On Thu, 2 Apr 2015 09:25:37 -0500 (CDT) Christoph Lameter <[email protected]> wrote:
> > What's the reason for returning a partial result when ENOMEM? Some
> > callers will throw away the partial result and simply fail out. If a
> > caller attempts to go ahead and use the partial result then great, but
> > you can bet that nobody will actually runtime test this situation, so
> > the interface is an invitation for us to release partially-tested code
> > into the wild.
>
> Just rely on the fact that small allocations never fail? The caller get
> all the requested objects if the function returns?
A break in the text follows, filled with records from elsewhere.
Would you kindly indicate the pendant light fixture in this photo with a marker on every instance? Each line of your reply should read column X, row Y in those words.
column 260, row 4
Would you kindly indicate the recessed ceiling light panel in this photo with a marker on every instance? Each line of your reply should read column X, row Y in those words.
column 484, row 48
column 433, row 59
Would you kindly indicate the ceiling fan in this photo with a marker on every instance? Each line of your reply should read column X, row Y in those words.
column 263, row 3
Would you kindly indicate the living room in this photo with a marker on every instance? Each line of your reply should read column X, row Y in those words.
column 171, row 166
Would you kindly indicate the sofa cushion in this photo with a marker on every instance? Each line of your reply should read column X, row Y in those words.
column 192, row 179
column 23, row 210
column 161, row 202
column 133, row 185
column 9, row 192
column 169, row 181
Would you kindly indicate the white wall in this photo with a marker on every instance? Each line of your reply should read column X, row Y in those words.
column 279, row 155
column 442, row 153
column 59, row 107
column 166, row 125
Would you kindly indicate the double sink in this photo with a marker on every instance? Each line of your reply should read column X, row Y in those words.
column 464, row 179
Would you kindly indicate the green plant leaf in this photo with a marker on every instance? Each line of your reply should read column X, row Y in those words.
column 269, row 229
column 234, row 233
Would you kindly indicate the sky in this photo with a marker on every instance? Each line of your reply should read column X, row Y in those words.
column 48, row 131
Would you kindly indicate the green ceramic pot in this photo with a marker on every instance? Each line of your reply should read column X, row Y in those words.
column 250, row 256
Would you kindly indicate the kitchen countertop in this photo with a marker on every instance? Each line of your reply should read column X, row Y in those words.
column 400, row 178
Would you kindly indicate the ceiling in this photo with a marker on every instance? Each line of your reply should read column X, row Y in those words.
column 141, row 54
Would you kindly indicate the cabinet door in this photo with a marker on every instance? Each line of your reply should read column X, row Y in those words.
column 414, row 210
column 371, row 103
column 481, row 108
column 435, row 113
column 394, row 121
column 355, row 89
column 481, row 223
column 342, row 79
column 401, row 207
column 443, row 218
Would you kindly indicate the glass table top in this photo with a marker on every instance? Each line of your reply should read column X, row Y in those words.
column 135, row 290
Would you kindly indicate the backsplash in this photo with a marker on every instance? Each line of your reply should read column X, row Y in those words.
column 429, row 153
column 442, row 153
I'd suggest the latter: either the callee successfully allocates all
the requested objects or it fails.
> > Instead of the above, did you consider doing
> >
> > int __weak kmem_cache_alloc_array(struct kmem_cache *s, gfp_t flags, size_t nr,
> >
> > ?
> >
> > This way we save a level of function call and all that wrapper code in
> > the allocators simply disappears.
>
> I think we will need the auxiliary function in the common code later
> because that allows the allocations to only do the allocations that
> can be optimized and for the rest just fall back to the generic
> implementations. There may be situations in which the optimizations wont
> work. For SLUB this may be the case f.e. if debug options are enabled.
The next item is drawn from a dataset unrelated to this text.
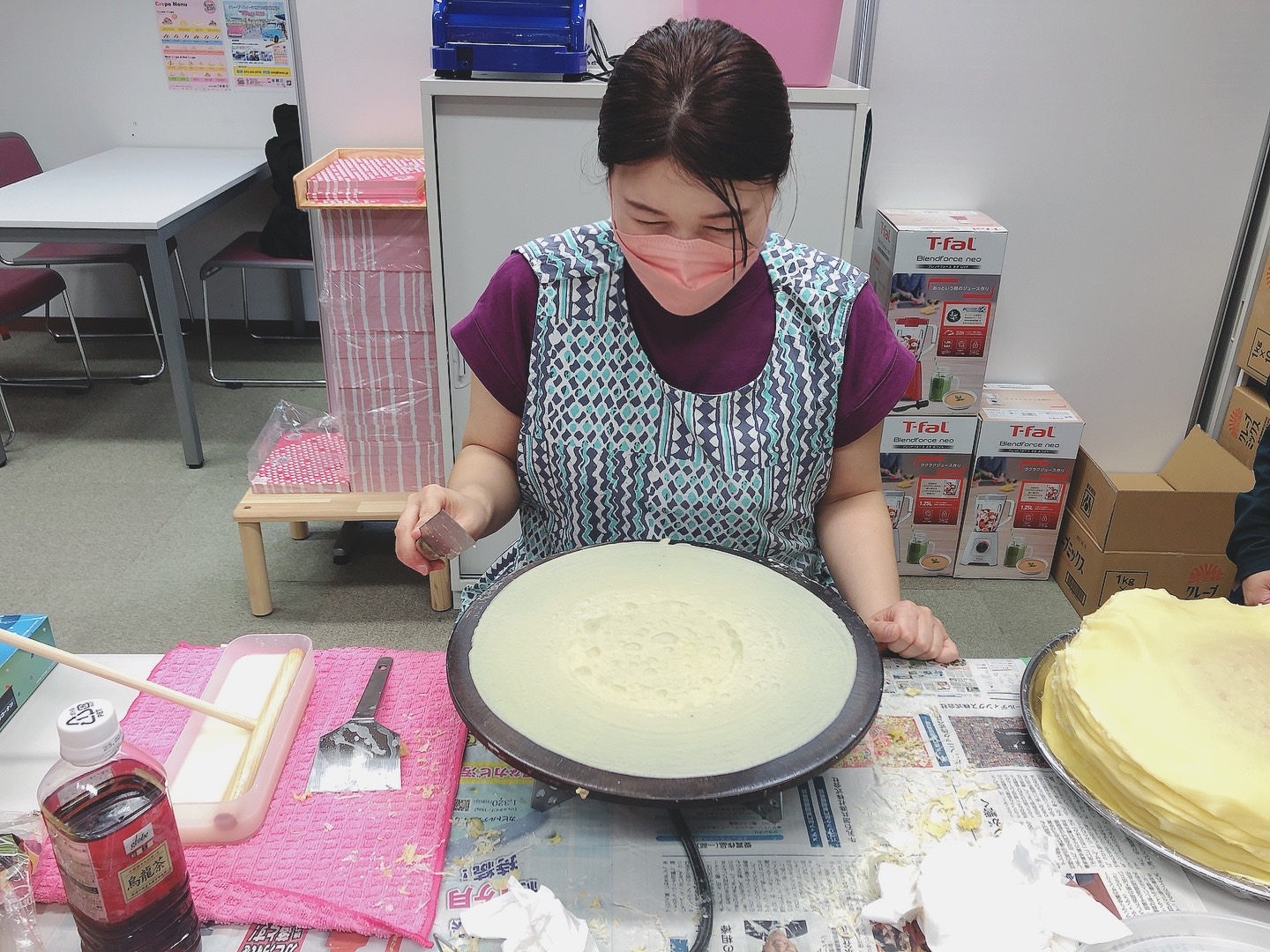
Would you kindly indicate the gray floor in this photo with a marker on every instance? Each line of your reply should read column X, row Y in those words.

hm, OK. The per-allocator wrappers could be made static inline in .h
if that makes sense.
With the current code, gcc should be able to convert the call into a
tailcall.
<checks>
nope.
kmem_cache_free_array:
pushq %rbp #
movq %rsp, %rbp #,
call __kmem_cache_free_array #
leave
ret
stupid gcc.
On Thu, 2 Apr 2015, Andrew Morton wrote:
> hm, OK. The per-allocator wrappers could be made static inline in .h
> if that makes sense.
The allocators will add code to the "per-allocator wrappers". Inlining
that would be bad. Basicalkly the "wrapper" is the skeleon to which
optimizations can be added while keeping the call to the generic
implementaiton if the allocator has to punt for some reason.